Comprendre les deux langues officielles, c’est aussi les parler

Bilinguisme des juges à la Cour suprême


23 août 2016 à 4h54

«Devant le plus haut tribunal du pays, il est inadmissible que les neuf juges ne soient pas tous et toutes capables de traiter les causes dans l’une ou l’autre des deux langues officielles du pays sans avoir recours à des traductions ou services d’interprétation.»

C’est ce qu’a tenu a rappeler lundi Sylviane Lanthier, la présidente de la Fédération des communautés francophones et acadienne (FCFA) du Canada, motivée par de récentes contradictions entre le discours du Premier ministre Justin Trudeau et celui de sa ministre de la Justice, Jody Wilson Raybould, sur le bilinguisme des prochains juges de la Cour suprême.

Le 2 août dernier, lors de l’annonce du processus de nomination du ou de la prochaine juge de la Cour suprême du Canada, M. Trudeau avait spécifié que la prochaine personne devra être «effectivement bilingue», ce qui avait réjoui la FCFA qui réclame ce critère depuis longtemps.

«Nous avons cependant rappelé qu’il était essentiel que cette nouvelle exigence soit enchâssée dans une loi afin d’assurer sa pérennité», a précisé Mme Lanthier.

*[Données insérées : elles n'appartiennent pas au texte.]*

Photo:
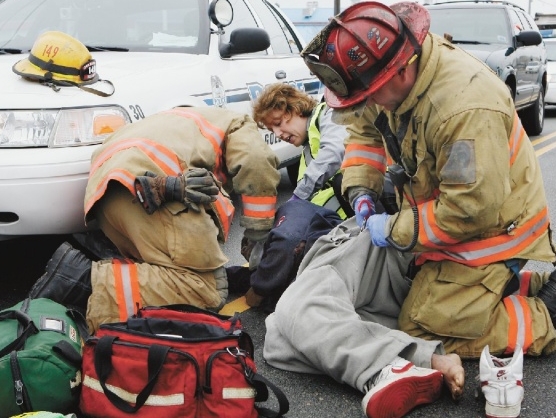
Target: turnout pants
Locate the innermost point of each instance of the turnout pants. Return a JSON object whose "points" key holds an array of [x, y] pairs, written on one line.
{"points": [[337, 317], [466, 308], [172, 256]]}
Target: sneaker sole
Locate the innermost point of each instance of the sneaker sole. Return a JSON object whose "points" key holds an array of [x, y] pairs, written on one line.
{"points": [[395, 401]]}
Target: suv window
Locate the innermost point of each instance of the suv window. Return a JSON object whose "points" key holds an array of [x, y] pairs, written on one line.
{"points": [[506, 39], [468, 26]]}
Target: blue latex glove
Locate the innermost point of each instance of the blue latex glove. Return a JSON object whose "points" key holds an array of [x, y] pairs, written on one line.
{"points": [[376, 225], [363, 207], [294, 197]]}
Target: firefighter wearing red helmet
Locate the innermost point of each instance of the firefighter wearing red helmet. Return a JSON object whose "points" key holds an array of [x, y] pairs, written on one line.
{"points": [[472, 212]]}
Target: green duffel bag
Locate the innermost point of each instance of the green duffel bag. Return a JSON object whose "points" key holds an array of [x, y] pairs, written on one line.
{"points": [[40, 358]]}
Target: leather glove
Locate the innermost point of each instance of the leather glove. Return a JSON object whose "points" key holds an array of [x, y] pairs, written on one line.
{"points": [[252, 246], [377, 224], [252, 299], [197, 186], [364, 207], [201, 188]]}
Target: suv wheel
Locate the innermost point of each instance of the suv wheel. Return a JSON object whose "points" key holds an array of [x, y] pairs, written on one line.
{"points": [[533, 117]]}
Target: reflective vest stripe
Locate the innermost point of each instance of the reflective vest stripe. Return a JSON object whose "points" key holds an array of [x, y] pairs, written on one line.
{"points": [[211, 132], [429, 232], [126, 283], [488, 250], [225, 211], [524, 282], [259, 207], [519, 330], [357, 154], [120, 175], [163, 157], [516, 138]]}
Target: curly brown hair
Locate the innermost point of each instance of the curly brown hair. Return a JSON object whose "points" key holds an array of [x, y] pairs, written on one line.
{"points": [[282, 96]]}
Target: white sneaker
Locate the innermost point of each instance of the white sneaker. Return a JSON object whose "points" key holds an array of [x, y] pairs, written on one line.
{"points": [[399, 388], [501, 383]]}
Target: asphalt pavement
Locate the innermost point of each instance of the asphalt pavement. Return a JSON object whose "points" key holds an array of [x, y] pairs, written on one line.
{"points": [[23, 261]]}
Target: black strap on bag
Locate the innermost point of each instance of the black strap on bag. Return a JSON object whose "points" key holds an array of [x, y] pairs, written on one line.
{"points": [[29, 328], [103, 367], [261, 385]]}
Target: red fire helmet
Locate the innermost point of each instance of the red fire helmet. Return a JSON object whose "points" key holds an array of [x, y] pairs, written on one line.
{"points": [[365, 46]]}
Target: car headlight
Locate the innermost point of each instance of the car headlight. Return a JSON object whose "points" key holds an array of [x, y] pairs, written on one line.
{"points": [[59, 127]]}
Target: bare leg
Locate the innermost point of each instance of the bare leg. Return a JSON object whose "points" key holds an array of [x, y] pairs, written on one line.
{"points": [[451, 368]]}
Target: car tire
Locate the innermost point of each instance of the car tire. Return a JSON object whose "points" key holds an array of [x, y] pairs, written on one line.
{"points": [[293, 170], [533, 117]]}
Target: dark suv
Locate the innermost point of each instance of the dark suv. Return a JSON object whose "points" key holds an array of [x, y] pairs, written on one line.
{"points": [[507, 39]]}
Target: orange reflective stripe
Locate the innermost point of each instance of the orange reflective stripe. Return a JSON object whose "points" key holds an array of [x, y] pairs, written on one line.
{"points": [[211, 132], [163, 157], [516, 138], [123, 176], [225, 212], [490, 250], [357, 154], [430, 234], [126, 283], [520, 330], [524, 282], [259, 206]]}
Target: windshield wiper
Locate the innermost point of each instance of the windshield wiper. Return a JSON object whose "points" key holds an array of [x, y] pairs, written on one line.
{"points": [[10, 51], [462, 41], [106, 48]]}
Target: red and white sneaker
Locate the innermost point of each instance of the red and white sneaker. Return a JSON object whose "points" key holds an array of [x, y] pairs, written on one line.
{"points": [[400, 387], [501, 383]]}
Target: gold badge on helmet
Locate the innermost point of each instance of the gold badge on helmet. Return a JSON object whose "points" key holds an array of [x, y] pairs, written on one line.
{"points": [[61, 60]]}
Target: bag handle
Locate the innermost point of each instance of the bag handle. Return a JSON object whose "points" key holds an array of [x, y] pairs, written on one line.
{"points": [[103, 367], [29, 328], [261, 385]]}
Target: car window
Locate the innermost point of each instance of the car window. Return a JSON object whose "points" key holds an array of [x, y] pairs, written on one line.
{"points": [[471, 25], [282, 39], [517, 24], [551, 50], [135, 25], [243, 18]]}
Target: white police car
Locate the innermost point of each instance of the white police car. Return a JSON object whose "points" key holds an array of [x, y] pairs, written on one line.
{"points": [[157, 54]]}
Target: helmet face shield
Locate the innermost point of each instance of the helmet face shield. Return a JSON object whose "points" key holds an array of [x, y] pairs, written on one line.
{"points": [[325, 73], [363, 47]]}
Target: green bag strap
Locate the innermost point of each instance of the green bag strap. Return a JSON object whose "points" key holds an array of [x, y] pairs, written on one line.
{"points": [[29, 328]]}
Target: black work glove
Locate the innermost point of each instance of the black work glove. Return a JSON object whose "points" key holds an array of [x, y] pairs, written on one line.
{"points": [[200, 188]]}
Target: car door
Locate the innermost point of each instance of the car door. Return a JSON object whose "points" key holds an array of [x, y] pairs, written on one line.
{"points": [[525, 64]]}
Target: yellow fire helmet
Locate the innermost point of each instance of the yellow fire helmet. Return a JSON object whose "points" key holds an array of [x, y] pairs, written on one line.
{"points": [[60, 59]]}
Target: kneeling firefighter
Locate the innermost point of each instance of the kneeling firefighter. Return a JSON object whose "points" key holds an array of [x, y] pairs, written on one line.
{"points": [[158, 189]]}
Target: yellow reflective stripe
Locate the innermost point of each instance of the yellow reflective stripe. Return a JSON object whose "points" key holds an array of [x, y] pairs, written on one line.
{"points": [[238, 393], [153, 400]]}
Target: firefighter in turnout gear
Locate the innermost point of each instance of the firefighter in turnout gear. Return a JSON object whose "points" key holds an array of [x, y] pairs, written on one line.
{"points": [[445, 273], [159, 190], [297, 118]]}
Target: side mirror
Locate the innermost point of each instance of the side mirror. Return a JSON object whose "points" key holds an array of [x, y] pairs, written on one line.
{"points": [[245, 41], [529, 38]]}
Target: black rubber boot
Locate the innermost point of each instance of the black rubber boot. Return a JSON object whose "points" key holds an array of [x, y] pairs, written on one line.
{"points": [[548, 295], [67, 279]]}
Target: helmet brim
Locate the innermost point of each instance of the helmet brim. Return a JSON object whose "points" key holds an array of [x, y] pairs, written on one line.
{"points": [[416, 18]]}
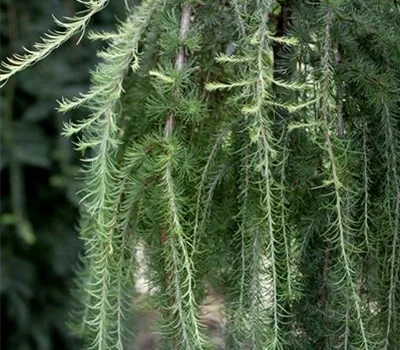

En fait, la loi actuelle sur les tribunaux fédéraux exempte expressément les membres de la Cour suprême d’être bilingues: il faudrait donc au minimum modifier cette loi, comme l’a indiqué le chroniqueur de L’Express Gérard Lévesque.

Devant le Comité permanent de la Justice et des droits de la personne le 11 août dernier, la ministre de la Justice a apporté des précisions sur le bilinguisme des juges de la façon suivante: «les nouveaux juges de la Cour suprême devront être en mesure de comprendre une personne qui s’exprime en français et devront pouvoir lire les documents juridiques déposés en français, mais ils pourraient ne pas être capables de s’exprimer eux-mêmes en français»…

«À notre avis, un juge est effectivement bilingue lorsqu’il est en mesure de comprendre les deux langues officielles du Canada, ce qui implique qu’il puisse lire, saisir le contenu à l’oral et s’exprimer en français et en anglais», soutient Mme Lanthier. La FCFA demande donc au Comité de nominations et/ou au Comité permanent des langues officielles de la Chambre des communes de «s’assurer que les candidatures qui seront recommandées au Premier ministre soient effectivement bilingues».

C’est la seule façon de garantir pleinement un accès égal à la justice pour les francophones du pays, dit-elle.

Sonia Ouellet, la présidente des juristes d’expression française de l’Ontario, encourage elle aussi le gouvernement à «parfaire» le nouveau processus de nomination des juges afin de «clarifier que le critère d’effectivement bilingue comprend la capacité de dialoguer avec les parties dans la langue du choix de l’interlocuteur».

«L’AJEFO réitère depuis de nombreuses années que le bilinguisme doit être un préalable pour les juges nommés à la Cour suprême du Canada», rappelle-t-elle.